The biggest joke and fallacy is that Trump is an "outsider," that he's the guy that will "stick it to the man." But as Wall Street Journal writer Kimberley Strassel has so keenly pointed out, Trump IS the man! He was born rich and connected, living a life in the company of the wealthy and powerful and built a fortune by using his connections and sticking it to the little guy. Trump is the biggest insider of them all, hanging and dealing with celebrities, movie moguls, big shot hotel and casino magnates, and others with privileged access to Washington brokers.
He has spent his whole life wheeling and dealing with the elites and special interest groups. He has been concerned with only himself and in doing whatever it took to keep himself rich and powerful. So all of a sudden is Trump in it to make America great and help the average American? Doubt it.
Strassel brings out the fact that in Trump's book, "The Art of the Deal," he lays out the way he has made use of back-scratching and backroom agreements. "In explaining his $100,000 contribution to the Clinton Foundation, Mr. Trump Bragged: "When they call, I give. And you know what, when I need something from them, I call them. They are there for me."
Trump is what Trump is. I don't like him, but I understand him. What I don't fully understand are my fellow Americans, all the supporters who don't see the man for what he is. I'm as frustrated and angry as anyone about the sorry state of our country; Big Brother government, political correct nonsense, American culture in decline and all the rest. I get how people are looking for the strong tough guy who will stand up for American values and principles; I'm looking for that guy too, but it isn't Donald Trump. Not by a long shot.
It scares me that so many people are willing to overlook the lies, con and crudeness of a man like Trump. Or is it that they so want to believe in someone so badly that they just can't see him for what he is? Whichever way it is, it is a frightening thing. History tells us that really bad people have been elected as leaders of countries because of their populist appeal to people who are desperate for some kind of change. They do get a change, but never the change they expected, and usually not for the better. I fear this for my country now.
How else does it make sense that even valid, troubling criticisms of Trump seem to help him more than hurt him?
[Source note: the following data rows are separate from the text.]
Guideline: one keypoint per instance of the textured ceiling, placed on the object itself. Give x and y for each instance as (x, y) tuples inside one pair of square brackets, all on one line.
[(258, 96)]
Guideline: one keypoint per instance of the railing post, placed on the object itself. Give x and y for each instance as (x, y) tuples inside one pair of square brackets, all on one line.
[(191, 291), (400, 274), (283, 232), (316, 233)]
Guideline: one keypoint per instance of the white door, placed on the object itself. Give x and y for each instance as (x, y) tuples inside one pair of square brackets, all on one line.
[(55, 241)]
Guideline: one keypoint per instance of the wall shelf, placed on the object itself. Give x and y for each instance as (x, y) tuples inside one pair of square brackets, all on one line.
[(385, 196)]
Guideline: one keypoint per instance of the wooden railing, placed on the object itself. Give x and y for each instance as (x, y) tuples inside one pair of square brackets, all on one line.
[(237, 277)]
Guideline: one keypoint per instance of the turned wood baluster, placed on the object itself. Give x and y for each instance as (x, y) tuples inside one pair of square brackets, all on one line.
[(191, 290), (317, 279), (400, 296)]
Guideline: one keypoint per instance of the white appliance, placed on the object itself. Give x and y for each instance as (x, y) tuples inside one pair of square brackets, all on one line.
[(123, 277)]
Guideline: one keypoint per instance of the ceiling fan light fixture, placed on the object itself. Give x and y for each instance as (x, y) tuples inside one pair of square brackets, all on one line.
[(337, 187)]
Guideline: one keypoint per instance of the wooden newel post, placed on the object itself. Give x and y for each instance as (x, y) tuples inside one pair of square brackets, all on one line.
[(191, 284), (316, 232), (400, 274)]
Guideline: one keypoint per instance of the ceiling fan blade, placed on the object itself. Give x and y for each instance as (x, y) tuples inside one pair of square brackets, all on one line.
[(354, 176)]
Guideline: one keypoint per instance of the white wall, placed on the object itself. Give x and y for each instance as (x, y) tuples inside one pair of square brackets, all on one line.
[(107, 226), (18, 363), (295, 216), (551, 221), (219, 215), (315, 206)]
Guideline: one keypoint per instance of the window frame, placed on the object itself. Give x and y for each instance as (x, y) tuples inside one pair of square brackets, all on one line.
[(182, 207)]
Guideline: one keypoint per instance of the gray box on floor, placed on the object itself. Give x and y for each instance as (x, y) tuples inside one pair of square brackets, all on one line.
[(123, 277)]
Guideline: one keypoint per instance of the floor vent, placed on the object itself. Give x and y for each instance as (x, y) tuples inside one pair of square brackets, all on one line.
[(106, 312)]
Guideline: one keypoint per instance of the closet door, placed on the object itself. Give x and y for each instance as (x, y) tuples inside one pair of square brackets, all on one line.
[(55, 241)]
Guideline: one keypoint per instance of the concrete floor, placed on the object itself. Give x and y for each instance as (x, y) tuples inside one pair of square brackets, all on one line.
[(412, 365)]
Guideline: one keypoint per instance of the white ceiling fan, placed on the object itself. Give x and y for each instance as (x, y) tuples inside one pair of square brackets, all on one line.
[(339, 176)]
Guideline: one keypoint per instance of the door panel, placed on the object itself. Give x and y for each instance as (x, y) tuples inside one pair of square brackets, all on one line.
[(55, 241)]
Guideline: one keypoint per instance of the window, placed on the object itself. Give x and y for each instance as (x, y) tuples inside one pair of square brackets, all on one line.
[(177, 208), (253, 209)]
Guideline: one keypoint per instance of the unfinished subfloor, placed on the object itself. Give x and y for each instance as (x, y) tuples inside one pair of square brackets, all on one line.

I think it's because this disaffected class of voters wants someone unorthodox enough to break the rules, someone brash enough not to be deterred by the niceties that have prevented establishment Republicans from distinguishing themselves from Obama in bold colors rather than pale pastels. They're seem not only not offended but invigorated by someone who'll hurl profanities and refuse to apologize even when he owes an apology, because they think it's going to take someone like that to resist pressure to betray them once he's elected.
And though the establishment has finally awakened to the intensity of the discontentment among the party rank and file, it still doesn't believe the angst is legitimate. The establishment is still in bitter denial and wouldn't support a person advocating many of Trump's ideas even if he were a paragon of moral rectitude.
If establishment Republicans were the least bit repentant about their betrayals, truly believed in the conservative principles embodied in their party's platform and were realistic about stopping Trump, they'd quit posturing and unite behind Ted Cruz.
For the way to defeat Donald Trump is not to deny him a majority and steal the nomination from him at the convention; that really would be the end of the party. It is to embrace the closest thing to a Reagan conservative since Ronald Reagan, before it's too late. But truth be told, they probably hate Cruz worse than they hate Trump.
I wish Trump supporters would consider this when they wrongly lump Cruz in with the establishment, and I wish they'd simmer down long enough to recognize that Cruz represents the answer to their complaints far more than Trump — and with none of the baggage.